People with Autism will also experience restricted or repetitive patterns of behavior, interests, or activities. People with these symptoms will often pick things to obsess over. For the main character in Atypical, a Netflix series where the main character has autism, it is penguins. For the friend I mentioned before, it has changed in his life. At one point, he was all about Titanic, and, currently, he is really into horror films. This is one of the ways my friend and I really connected. After school, I used to go over to his house, and we would pick a movie to watch. Because of him, I have watched so many great movies.

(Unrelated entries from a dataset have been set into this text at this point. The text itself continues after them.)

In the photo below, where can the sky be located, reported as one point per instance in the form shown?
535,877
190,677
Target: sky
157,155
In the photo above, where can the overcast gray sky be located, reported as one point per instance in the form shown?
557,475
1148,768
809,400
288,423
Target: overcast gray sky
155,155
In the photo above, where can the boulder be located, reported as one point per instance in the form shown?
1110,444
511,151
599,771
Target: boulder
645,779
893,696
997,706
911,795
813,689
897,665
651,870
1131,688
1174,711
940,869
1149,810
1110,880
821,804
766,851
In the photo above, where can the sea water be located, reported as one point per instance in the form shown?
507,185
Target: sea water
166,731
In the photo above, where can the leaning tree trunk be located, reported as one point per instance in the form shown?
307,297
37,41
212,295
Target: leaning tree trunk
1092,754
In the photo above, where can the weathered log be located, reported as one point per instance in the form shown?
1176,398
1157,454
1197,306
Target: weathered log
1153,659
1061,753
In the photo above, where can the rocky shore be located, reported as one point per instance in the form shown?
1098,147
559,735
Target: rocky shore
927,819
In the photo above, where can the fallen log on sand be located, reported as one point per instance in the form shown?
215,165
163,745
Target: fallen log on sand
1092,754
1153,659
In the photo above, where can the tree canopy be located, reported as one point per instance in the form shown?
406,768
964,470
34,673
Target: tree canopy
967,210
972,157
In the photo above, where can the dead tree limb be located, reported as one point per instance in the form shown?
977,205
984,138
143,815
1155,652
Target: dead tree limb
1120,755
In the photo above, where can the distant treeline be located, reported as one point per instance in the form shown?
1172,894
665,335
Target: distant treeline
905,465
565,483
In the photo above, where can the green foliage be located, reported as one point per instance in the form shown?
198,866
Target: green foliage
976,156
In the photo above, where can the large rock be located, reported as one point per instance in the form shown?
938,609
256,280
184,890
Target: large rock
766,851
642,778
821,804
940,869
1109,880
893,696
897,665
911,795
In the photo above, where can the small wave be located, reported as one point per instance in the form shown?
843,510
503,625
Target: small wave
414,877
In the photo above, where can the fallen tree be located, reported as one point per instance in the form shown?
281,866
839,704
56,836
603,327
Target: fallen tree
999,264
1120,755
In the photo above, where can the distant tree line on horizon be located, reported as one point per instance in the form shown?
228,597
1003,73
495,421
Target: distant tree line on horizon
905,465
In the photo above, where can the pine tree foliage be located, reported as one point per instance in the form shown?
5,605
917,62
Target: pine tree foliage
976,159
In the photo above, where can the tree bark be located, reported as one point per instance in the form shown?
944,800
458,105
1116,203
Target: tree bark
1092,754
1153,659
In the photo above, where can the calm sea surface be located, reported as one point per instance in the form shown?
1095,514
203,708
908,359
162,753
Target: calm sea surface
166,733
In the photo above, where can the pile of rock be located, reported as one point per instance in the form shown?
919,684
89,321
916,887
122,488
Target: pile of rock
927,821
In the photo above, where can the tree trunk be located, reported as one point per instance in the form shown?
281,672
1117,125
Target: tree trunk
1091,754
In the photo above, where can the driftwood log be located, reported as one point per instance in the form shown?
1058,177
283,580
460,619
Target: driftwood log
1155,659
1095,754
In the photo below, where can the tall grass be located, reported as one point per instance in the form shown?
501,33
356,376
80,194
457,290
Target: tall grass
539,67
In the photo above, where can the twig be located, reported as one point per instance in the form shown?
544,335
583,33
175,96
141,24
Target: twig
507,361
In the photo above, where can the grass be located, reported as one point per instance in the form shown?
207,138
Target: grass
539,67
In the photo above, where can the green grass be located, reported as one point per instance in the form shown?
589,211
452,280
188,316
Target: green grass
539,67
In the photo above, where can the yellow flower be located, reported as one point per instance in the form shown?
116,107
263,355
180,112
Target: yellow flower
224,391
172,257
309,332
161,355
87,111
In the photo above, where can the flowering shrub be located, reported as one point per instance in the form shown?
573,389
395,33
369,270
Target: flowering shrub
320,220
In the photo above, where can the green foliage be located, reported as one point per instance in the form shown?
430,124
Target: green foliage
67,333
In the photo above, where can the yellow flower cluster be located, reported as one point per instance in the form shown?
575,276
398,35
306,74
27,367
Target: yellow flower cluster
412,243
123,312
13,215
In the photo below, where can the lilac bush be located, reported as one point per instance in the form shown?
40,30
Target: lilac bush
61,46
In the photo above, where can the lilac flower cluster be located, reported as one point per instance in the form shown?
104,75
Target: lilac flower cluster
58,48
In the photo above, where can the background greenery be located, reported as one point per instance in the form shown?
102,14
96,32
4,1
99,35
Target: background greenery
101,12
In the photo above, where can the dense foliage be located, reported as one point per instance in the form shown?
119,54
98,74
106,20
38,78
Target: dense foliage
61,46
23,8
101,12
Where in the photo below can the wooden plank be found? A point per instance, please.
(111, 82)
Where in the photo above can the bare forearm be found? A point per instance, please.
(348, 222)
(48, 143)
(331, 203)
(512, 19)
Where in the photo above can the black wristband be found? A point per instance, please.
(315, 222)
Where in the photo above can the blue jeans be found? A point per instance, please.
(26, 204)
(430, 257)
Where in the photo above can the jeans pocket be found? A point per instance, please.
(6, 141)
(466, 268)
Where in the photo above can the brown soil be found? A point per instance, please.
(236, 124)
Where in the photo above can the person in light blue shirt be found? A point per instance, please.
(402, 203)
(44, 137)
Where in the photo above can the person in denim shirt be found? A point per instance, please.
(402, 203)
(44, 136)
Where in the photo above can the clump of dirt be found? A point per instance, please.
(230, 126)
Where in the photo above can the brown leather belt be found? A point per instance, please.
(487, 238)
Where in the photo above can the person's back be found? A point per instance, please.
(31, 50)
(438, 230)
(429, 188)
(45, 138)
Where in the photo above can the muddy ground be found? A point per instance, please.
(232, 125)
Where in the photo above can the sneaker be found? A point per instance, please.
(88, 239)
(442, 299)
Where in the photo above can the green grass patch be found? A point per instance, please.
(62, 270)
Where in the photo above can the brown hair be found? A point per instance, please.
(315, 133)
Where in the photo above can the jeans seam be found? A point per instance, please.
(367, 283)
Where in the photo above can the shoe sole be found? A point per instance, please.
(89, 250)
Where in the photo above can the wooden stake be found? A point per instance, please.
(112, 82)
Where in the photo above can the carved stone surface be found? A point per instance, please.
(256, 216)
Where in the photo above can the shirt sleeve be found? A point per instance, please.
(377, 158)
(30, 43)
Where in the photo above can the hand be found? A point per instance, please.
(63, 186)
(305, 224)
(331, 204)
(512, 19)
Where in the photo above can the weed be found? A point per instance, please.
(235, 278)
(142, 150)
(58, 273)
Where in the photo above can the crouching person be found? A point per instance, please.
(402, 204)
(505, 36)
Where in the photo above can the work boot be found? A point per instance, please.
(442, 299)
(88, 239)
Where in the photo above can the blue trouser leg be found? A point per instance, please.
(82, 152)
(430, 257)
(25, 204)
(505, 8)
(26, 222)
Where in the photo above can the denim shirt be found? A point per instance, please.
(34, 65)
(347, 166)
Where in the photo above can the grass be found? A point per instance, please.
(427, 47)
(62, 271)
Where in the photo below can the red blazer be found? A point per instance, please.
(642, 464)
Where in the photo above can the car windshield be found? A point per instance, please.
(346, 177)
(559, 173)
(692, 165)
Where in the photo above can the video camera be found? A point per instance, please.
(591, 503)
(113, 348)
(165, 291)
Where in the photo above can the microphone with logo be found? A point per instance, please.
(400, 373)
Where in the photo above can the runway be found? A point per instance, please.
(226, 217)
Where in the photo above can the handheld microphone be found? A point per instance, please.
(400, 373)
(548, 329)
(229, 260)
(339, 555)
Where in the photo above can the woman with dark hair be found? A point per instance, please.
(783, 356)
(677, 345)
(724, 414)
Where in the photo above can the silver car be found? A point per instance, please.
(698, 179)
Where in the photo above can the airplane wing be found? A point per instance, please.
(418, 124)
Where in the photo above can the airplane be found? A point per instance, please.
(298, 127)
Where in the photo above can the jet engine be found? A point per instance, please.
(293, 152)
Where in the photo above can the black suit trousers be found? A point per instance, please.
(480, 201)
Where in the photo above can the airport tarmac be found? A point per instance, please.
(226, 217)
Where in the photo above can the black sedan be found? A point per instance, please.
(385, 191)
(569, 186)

People on the spectrum will also sometimes experience tactile sensitivity; certain textures can trigger people with ASD. Some will have auditory sensitivity. There is a lot of variety, which is why autism is on a spectrum. People with autism have varying levels of functioning and symptoms.
Unfortunately, our friends on the spectrum face a lot of stigma. Our friends’ behavior might be misinterpreted as rude, or weird because they’re unaware of personal boundaries, and people in general are unsure of how to communicate with those diagnosed with ASD. There are crucial ways to be an ally to someone with ASD:
- Be Patient
- People with ASD will sometimes need more time processing different stimuli.
- Discuss Their Interests
- If you wanted to start a conversation with Sam from Atypical, for example, you would talk about penguins.
- Communicate Clearly
- Do not beat around the bush. Be very clear, and, again, be patient.
- Respect Sensory Differences
- For example, when I go to Disneyland with my friend, we bring headphones to help drown out loud noises.
- Do Not Assume An Intellectual Disability
- According to the presentation, many people with ASD have a normal to high IQ.
- Stand Up For Them
- If you see someone being rude to a person on the spectrum, say something.
The Student Disability Services Center and the Counseling Center are here for our Poets with ASD.